Surpreendemente, os outros seres se voltaram para onde se encontrava o líder. Um deles, imenso tal como o líder, se achegou e cravou o olhar na adaga despedaçada e no seu chefe, que agonizava. Após breves momentos, como que se aproveitando de prazer em ver um grande rival abatido, penetrou sua mão no lado esquerdo do peito do líder que estremeceu. Imediatamente puxou um naco de tecidos, carnes, ossos. Lambeu e sugou o sangue que jorrava das perfurações. Levantou-se e olhou para os humanos. Enquanto isso, a horda se apossou dos demais despojos do líder, comendo, rasgando, triturando, cortando e sugando os seus fluídos vitais à continuação da espécie. Saciados com a fonte de poder, partiam para cima de Sérgio e Nicolas. O novo líder como que empossado por poderes sobrenaturais a mais, urrou em sinal de advertência aos seus asseclas. Os bestiais seres, ainda sedentos, pararam e deram meia volta. Aos poucos, como que hipnotizados pelo olhar do novo líder, retornaram às suas covas e tumbas.

O novo líder se aproximou dos viajantes e ergueu o braço em direção ao oeste. Subitamente, uma neblina surgiu onde antes havia uma pilha de carros velhos. Através dela, descortinava uma sinuosa estrada.
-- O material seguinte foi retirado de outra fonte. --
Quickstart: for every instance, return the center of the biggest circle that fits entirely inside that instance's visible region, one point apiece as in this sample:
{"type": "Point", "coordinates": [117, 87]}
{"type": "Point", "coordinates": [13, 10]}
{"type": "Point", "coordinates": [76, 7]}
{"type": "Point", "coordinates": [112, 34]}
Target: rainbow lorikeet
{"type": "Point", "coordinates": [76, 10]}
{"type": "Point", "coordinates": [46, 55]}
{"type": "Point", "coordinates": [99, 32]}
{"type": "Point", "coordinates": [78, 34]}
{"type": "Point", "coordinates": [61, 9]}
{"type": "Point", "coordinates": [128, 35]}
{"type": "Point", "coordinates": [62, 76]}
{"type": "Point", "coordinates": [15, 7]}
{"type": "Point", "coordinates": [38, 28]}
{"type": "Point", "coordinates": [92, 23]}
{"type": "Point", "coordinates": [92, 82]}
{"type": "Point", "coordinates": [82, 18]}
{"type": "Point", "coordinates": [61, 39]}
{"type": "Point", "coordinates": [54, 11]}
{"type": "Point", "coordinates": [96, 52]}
Era um aclive e no topo dela divisaram a placa de entrada para Argúria e a estrada asfaltada. A mesma que, horas ou minutos, atrás se encontravam por sob suas rodas.

O que importava era que o chefe lhes mostrava a gratidão deles terem eliminado o rival e proporcionado a oportunidade de reinar sobre Argúria e todos os seus morto-vivos.

Sem mais pestanejar, ligaram o carro e dispararam através da neblina.

– Seja o que for que tenha acontecido, passou. Estamos vivos e inteiros. Inteiros e vivos! Exclamou Sérgio.

– É inacreditável Sérgio! Ninguém vai acreditar em nossa história quando contarmos.

– E quem disse que vamos contar?

– Não? Por que não? – Inquiriu Nicolas.

– Não adiantaria nada. – Afirmou Sérgio. Deixemos que os mortos descansem em paz, e enterrem os seus próprios mortos. Aprendemos que a vida vale muito mais do que o ser humano pode imaginar com essa experiência, de hoje, vivida por nós dois. Ela vale muito mais que cada morte que aconteça. E ela, a vida, nos mantém a esperança de ter uma boa ou má morte.

Sem compreender bem a filosofia do amigo e imaginando que ele tenha sofrido muito mais o impacto dessa aventura, desviou o olhar do amigo e observou que o dia ia amanhecendo. No mostrador do carro, indicava 22 de junho e cinco e trinta da manhã. O sol raiava no horizonte por detrás da colina. As mesmas, verdes, arredondadas e monótonas. Terminava mais um solstício no hemisfério sul. Tudo estava calmo agora. Foi quando ouviram, uma longa derrapagem, sons de pneus sendo freiados. Depois, silêncio. Olharam pelo retrovisor e avistaram bem atrás os últimos vestígios de uma tênue neblina.

 

 

(1) No dia 21 de junho ocorre o solstício de inverno no hemisfério sul, que é o ponto máximo do inverno nessa região. É nesse dia que essa metade do planeta recebe menos luz e calor do sol, apresentando a noite mais longa e o dia mais curto do ano.